Let's tackle this issue and uncover how we as an industry can better celebrate the innovations that make our world great, in pursuit of changing the face of manufacturing.

Share the Aspirational Side of Manufacturing

Having a career day or an open house can be a great way to bring people in for the first time – but it can be hard for people outside manufacturing to connect with your innovations when they don’t see the impact of your work beyond your shop floor.

Start showing them the whole picture! Crafting your programs around showcasing the impact of what you do rather than just the process is key – when you show someone a part that you’ve created, where does it end up? The world is great today because of small manufacturing developments that contribute to a greater whole, and you can inspire people to see beyond the stigma of manufacturing by highlighting your niche in a way that connects with them.

Create Content with Intention

Simply producing content is not enough to promote your company – you need to reach out to your audiences, talk to them, in order to create excitement around your work. Don't just create content for the sake of creating content – the work you create to share with your B2B audiences and with audiences outside the industry should look the part and share your message with intention.

Get your engineers and operators involved in sharing your latest and greatest developments through webinars and videos, interact with your social media audiences, seek out your customers’ questions and create content that answers those questions. You can celebrate the successes of your customers and share the work they do hand-in-hand with your own successes – show how you fit into the world as an essential piece of the supply chain.
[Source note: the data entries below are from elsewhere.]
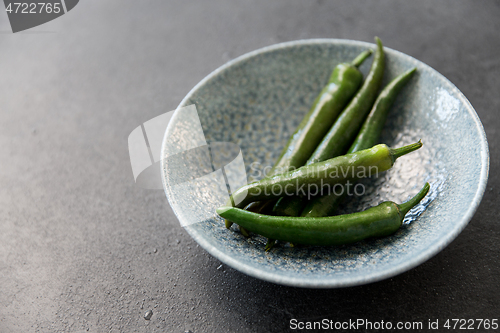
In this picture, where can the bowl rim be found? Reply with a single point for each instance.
(343, 281)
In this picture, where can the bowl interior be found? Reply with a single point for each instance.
(257, 101)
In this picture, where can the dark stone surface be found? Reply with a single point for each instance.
(77, 238)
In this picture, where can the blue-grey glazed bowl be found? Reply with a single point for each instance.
(257, 100)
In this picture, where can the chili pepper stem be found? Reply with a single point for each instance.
(398, 152)
(361, 58)
(406, 206)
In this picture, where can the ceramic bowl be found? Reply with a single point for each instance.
(257, 100)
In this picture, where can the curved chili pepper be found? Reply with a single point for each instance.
(341, 87)
(368, 136)
(333, 171)
(378, 221)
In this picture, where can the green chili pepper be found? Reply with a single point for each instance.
(368, 136)
(322, 174)
(343, 131)
(379, 221)
(341, 87)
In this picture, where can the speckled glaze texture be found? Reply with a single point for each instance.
(257, 100)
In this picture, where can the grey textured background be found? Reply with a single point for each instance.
(82, 248)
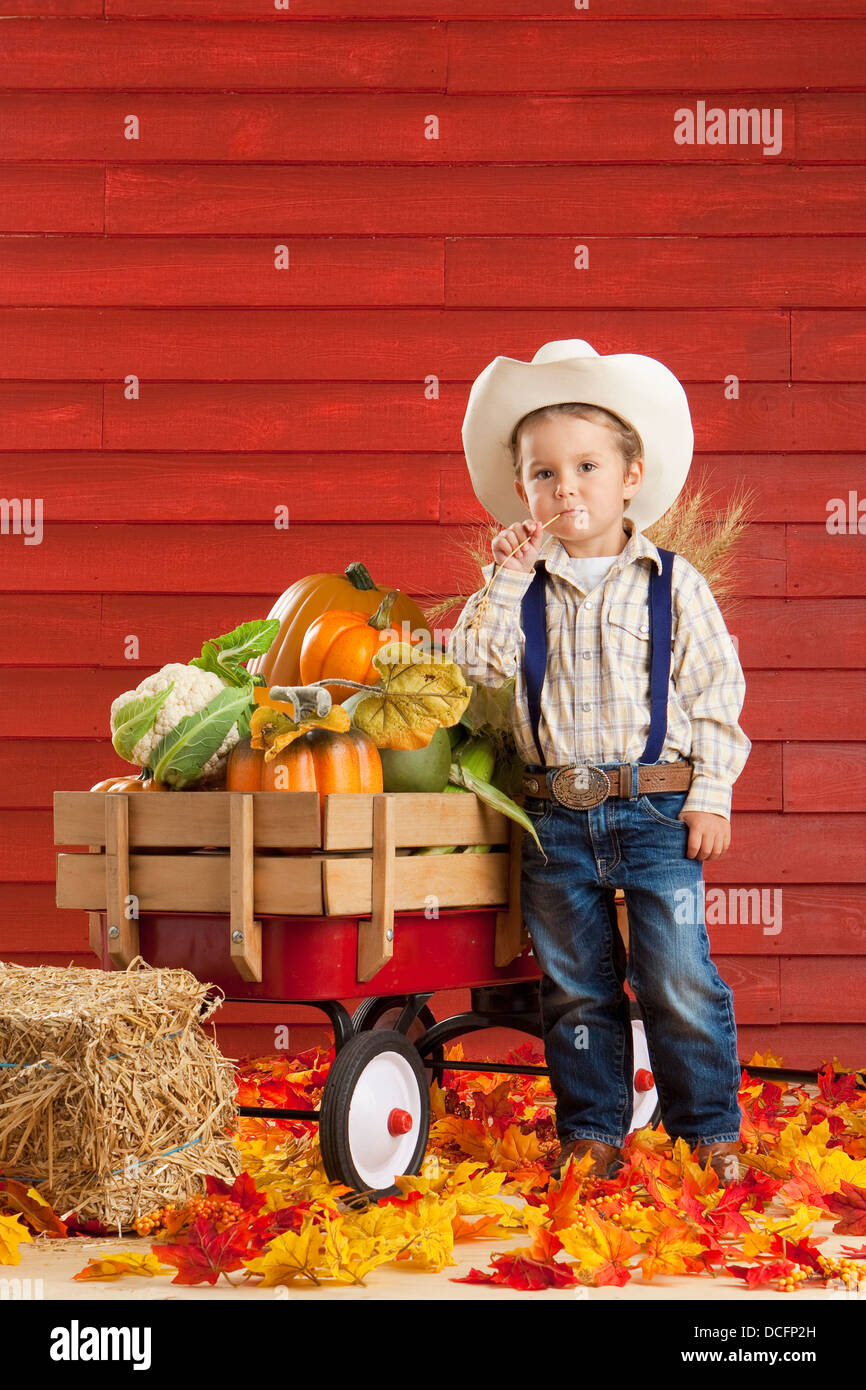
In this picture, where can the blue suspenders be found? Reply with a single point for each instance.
(533, 619)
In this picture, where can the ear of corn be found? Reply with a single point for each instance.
(471, 770)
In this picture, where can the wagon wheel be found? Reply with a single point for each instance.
(384, 1011)
(374, 1112)
(645, 1097)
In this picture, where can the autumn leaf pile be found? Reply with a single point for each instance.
(282, 1222)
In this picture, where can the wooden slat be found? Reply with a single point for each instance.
(635, 54)
(376, 933)
(195, 883)
(808, 786)
(213, 271)
(494, 10)
(823, 990)
(528, 56)
(720, 273)
(424, 819)
(464, 200)
(453, 880)
(827, 346)
(245, 930)
(53, 198)
(394, 345)
(350, 127)
(121, 905)
(284, 820)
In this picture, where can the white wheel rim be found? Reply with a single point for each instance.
(387, 1083)
(644, 1102)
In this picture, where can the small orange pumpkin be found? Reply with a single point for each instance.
(323, 761)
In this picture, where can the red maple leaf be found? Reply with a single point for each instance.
(517, 1271)
(851, 1205)
(802, 1251)
(756, 1275)
(206, 1253)
(243, 1191)
(833, 1090)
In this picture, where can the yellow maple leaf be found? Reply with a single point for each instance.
(131, 1262)
(599, 1243)
(11, 1235)
(516, 1150)
(768, 1059)
(291, 1255)
(431, 1232)
(352, 1246)
(830, 1165)
(274, 730)
(416, 695)
(672, 1251)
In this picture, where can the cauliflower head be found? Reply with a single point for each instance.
(193, 688)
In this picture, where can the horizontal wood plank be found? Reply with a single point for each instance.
(264, 417)
(160, 53)
(263, 560)
(766, 848)
(395, 345)
(291, 127)
(535, 200)
(720, 273)
(214, 271)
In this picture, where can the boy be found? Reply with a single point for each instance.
(623, 791)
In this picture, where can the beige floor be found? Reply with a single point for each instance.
(56, 1261)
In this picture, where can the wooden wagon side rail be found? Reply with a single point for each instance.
(132, 875)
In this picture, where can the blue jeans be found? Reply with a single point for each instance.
(567, 906)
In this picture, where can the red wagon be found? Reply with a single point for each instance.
(288, 897)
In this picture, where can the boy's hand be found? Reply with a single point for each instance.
(708, 834)
(506, 541)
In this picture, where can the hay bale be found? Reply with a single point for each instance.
(113, 1100)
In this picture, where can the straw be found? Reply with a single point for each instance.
(111, 1096)
(483, 598)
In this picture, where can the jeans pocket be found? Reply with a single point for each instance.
(663, 808)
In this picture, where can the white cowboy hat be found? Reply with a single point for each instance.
(638, 389)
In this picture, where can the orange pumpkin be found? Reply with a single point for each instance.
(323, 761)
(344, 644)
(316, 594)
(129, 783)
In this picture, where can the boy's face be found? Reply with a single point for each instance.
(574, 466)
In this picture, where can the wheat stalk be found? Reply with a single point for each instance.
(484, 597)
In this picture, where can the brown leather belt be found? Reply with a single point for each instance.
(583, 784)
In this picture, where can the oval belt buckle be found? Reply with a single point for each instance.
(580, 787)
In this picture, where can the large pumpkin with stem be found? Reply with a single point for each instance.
(317, 594)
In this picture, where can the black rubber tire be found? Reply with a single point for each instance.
(371, 1009)
(337, 1097)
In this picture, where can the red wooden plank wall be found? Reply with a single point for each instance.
(431, 171)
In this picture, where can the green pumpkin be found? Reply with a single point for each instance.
(417, 769)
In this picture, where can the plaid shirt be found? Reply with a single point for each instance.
(595, 697)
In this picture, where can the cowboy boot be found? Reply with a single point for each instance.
(722, 1159)
(606, 1158)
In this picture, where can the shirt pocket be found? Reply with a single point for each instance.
(627, 638)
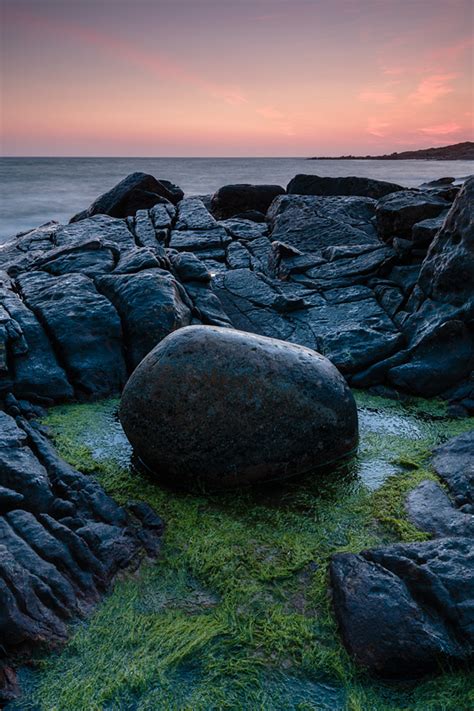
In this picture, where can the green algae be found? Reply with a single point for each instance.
(235, 614)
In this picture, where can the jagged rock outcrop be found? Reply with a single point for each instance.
(407, 608)
(62, 542)
(447, 274)
(82, 304)
(138, 191)
(231, 200)
(317, 273)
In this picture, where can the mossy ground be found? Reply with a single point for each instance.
(235, 614)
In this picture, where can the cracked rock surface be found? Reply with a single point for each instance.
(379, 286)
(405, 608)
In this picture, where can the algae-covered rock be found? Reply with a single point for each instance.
(222, 407)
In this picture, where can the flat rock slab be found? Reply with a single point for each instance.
(84, 327)
(454, 463)
(223, 408)
(313, 223)
(430, 509)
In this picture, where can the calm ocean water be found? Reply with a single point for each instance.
(36, 190)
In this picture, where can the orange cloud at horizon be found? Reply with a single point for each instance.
(77, 81)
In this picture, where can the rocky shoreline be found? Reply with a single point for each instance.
(377, 278)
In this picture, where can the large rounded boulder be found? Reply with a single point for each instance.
(219, 408)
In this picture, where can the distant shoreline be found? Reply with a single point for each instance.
(457, 151)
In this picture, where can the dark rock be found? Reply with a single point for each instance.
(447, 273)
(50, 571)
(424, 232)
(349, 271)
(151, 304)
(404, 276)
(193, 215)
(189, 268)
(138, 191)
(364, 187)
(138, 260)
(454, 463)
(253, 215)
(296, 400)
(313, 223)
(238, 256)
(84, 327)
(375, 374)
(244, 230)
(231, 200)
(439, 182)
(206, 243)
(36, 371)
(442, 357)
(430, 509)
(397, 213)
(404, 609)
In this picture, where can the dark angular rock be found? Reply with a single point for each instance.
(138, 191)
(231, 200)
(193, 215)
(162, 405)
(206, 243)
(397, 213)
(84, 327)
(151, 304)
(441, 358)
(430, 509)
(312, 223)
(424, 232)
(188, 267)
(364, 187)
(244, 230)
(454, 463)
(447, 273)
(52, 570)
(405, 608)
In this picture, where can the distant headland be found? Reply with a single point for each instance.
(457, 151)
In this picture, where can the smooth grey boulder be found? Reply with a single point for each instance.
(221, 408)
(303, 184)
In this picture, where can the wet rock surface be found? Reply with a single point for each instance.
(352, 277)
(231, 200)
(62, 542)
(316, 185)
(404, 609)
(291, 411)
(382, 287)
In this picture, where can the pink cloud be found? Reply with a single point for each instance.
(377, 96)
(377, 127)
(442, 129)
(432, 88)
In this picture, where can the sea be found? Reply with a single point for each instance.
(36, 190)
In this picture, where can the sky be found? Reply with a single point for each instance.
(234, 77)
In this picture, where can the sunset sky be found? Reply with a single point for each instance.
(234, 77)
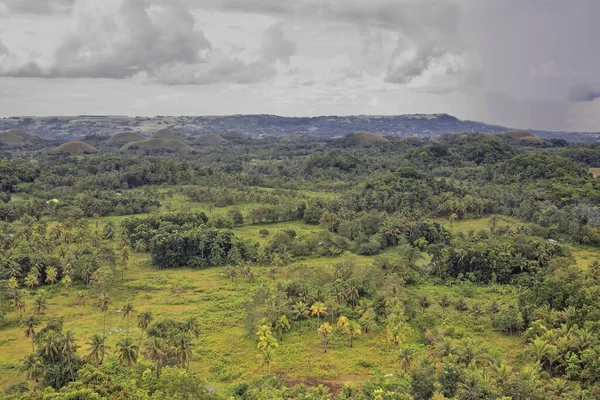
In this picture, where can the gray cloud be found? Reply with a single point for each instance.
(275, 46)
(584, 93)
(160, 43)
(38, 6)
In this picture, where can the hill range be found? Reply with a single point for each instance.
(257, 126)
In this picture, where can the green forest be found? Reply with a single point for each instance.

Develop Avenues to Build a Skilled Workforce

The skilled labor gap in manufacturing is no secret and has only been exacerbated during the COVID-19 pandemic, with 54% of manufacturers having trouble finding candidates with the right skills. If candidates don’t have the right skills, what can be done? You need to bring the skills to the candidates. Get in touch with counselors at local schools and share with them your initiatives. Providing training and apprentice programs and partnering with local colleges for open house days can help you build your own workforce instead of seeking out from a limited pool of potential workers. For students as young as middle school, programs to shadow a manufacturing professional can help inspire their future career path, and getting them involved early helps them share their experience with others and results in skilled labor down the road.

By loudly and proudly celebrating the manufactured items that make a difference in our everyday lives, we can drive innovations for decades to come. If we’re able to connect with young people and show them the true value of manufacturing, we can inspire a workforce that will help us continue to innovate into the future. And on a day like Manufacturing Day, that’s cause for celebration.